US jet collapses onto runway after landing

A Southwest Airlines plane whose nose gear collapsed as it touched down on the runway is surrounded by emergency vehicles at LaGuardia Airport in New York. Photo / Jared Rosenstein
A Southwest Airlines plane whose nose gear collapsed as it touched down on the runway is surrounded by emergency vehicles at LaGuardia Airport in New York. Photo / Jared Rosenstein

Eight people were injured after the front landing gear of a Southwest Airlines plane with 150 people on board collapsed on landing at New York's La Guardia airport.

The accident left the Boeing 737-700 with its nose resting against the runway and forced the temporary closure of the airport, which mostly handles flights to and from other US cities.

The airline confirmed that emergency services had helped with the evacuation of the passengers and crew of flight 345 from Nashville.

"Eyewitness reports indicate the aircraft's nose gear collapsed upon landing,'' it said in a statement.

"Initial reports indicate local responders are caring for five customers and three flight attendants who have reported injuries at this time. Southwest is cooperating with local authorities, and the (US aviation safety body) NTSB has been notified.''

Television images showed the plane with its nose angled down to the ground and its evacuation slides out.
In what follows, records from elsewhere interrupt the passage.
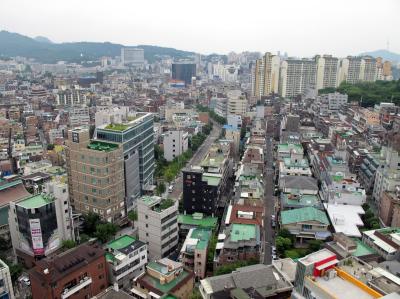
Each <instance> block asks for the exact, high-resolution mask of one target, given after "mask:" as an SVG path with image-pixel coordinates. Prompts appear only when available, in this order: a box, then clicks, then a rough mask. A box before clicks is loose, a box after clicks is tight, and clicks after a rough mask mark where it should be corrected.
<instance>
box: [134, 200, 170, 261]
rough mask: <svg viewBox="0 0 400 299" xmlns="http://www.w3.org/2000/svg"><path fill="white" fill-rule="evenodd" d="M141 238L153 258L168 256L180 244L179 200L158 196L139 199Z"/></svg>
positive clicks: (139, 237)
mask: <svg viewBox="0 0 400 299" xmlns="http://www.w3.org/2000/svg"><path fill="white" fill-rule="evenodd" d="M137 209H138V221H137V226H138V230H139V239H140V240H141V241H142V242H144V243H147V248H148V252H149V255H150V257H151V258H152V259H160V258H163V257H167V256H168V255H170V254H171V253H172V252H173V251H175V249H176V246H177V245H178V201H173V200H172V199H166V200H163V199H162V198H161V197H158V196H143V197H141V198H140V199H138V202H137Z"/></svg>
The fuselage was surrounded by emergency vehicles.

Passengers on board the plane saw sparks flying as the nose scraped along the runway, according to accounts given to waiting relatives and friends.
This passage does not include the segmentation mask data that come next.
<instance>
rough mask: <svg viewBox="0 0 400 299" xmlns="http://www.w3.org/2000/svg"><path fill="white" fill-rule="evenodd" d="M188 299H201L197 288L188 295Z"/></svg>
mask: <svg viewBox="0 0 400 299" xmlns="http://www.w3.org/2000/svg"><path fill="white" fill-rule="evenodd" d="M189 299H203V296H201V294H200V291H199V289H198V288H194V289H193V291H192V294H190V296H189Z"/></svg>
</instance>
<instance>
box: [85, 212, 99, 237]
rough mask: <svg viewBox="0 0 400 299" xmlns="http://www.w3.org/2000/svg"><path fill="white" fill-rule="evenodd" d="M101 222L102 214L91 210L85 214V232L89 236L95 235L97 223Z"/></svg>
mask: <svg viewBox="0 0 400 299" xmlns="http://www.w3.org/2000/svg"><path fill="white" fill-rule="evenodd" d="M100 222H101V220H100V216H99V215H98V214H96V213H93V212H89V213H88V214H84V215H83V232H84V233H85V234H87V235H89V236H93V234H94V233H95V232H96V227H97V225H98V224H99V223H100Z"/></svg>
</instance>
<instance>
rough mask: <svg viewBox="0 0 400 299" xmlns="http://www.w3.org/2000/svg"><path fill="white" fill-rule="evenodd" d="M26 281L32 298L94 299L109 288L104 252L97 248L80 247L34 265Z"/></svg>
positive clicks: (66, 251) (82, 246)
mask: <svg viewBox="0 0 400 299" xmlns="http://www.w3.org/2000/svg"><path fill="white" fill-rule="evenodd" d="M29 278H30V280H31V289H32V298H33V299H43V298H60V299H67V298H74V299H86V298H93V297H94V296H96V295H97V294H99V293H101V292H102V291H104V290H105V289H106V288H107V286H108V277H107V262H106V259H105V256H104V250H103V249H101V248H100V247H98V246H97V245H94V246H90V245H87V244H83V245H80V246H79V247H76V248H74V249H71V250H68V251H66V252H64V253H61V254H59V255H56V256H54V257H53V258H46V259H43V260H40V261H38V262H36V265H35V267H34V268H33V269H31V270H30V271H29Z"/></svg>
Planes scheduled to fly to La Guardia were held at their origin airports, while those already en route were diverted to New York's other hubs, Newark and John F Kennedy, contributing to long delays.
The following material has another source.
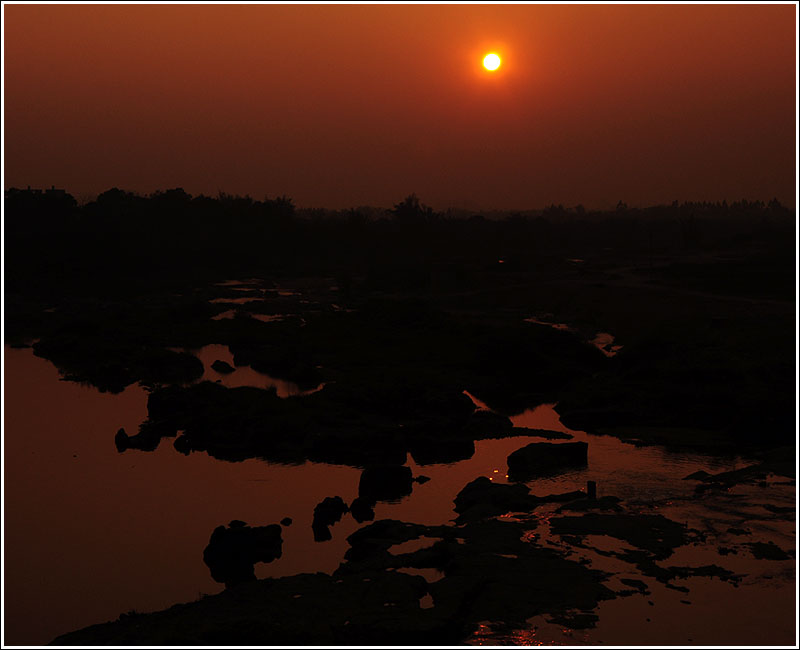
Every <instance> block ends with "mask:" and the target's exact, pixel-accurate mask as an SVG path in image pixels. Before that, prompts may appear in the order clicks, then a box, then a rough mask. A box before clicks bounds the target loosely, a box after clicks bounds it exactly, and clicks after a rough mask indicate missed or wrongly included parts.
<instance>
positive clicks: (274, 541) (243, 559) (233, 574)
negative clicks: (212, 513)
mask: <svg viewBox="0 0 800 650" xmlns="http://www.w3.org/2000/svg"><path fill="white" fill-rule="evenodd" d="M282 545H283V539H282V538H281V527H280V526H279V525H278V524H271V525H269V526H260V527H253V528H251V527H250V526H247V524H245V522H243V521H239V520H234V521H232V522H230V524H229V526H228V528H226V527H225V526H218V527H217V528H216V529H214V532H213V533H211V539H210V540H209V542H208V546H206V548H205V550H204V551H203V561H204V562H205V563H206V565H207V566H208V568H209V569H211V577H212V578H213V579H214V580H216V581H217V582H223V583H225V586H226V587H232V586H234V585H237V584H240V583H242V582H247V581H250V580H255V579H256V576H255V570H254V565H255V563H256V562H272V561H273V560H275V559H277V558H279V557H280V556H281V546H282Z"/></svg>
All take-offs were suspended for more than two hours after the incident.

The NTSB said it would be sending an investigator to La Guardia to look into the incident.
Three people were killed and 180 were injured earlier this month when an Asiana Airlines Boeing 777 crashed while landing in San Francisco.

According to preliminary findings from the NTSB, the Asiana flight crashed because it was flying too low and too slowly as it approached the runway.

The tail of the aircraft broke off as the plane clipped a seawall short of the runway, skidding out of control and quickly catching fire.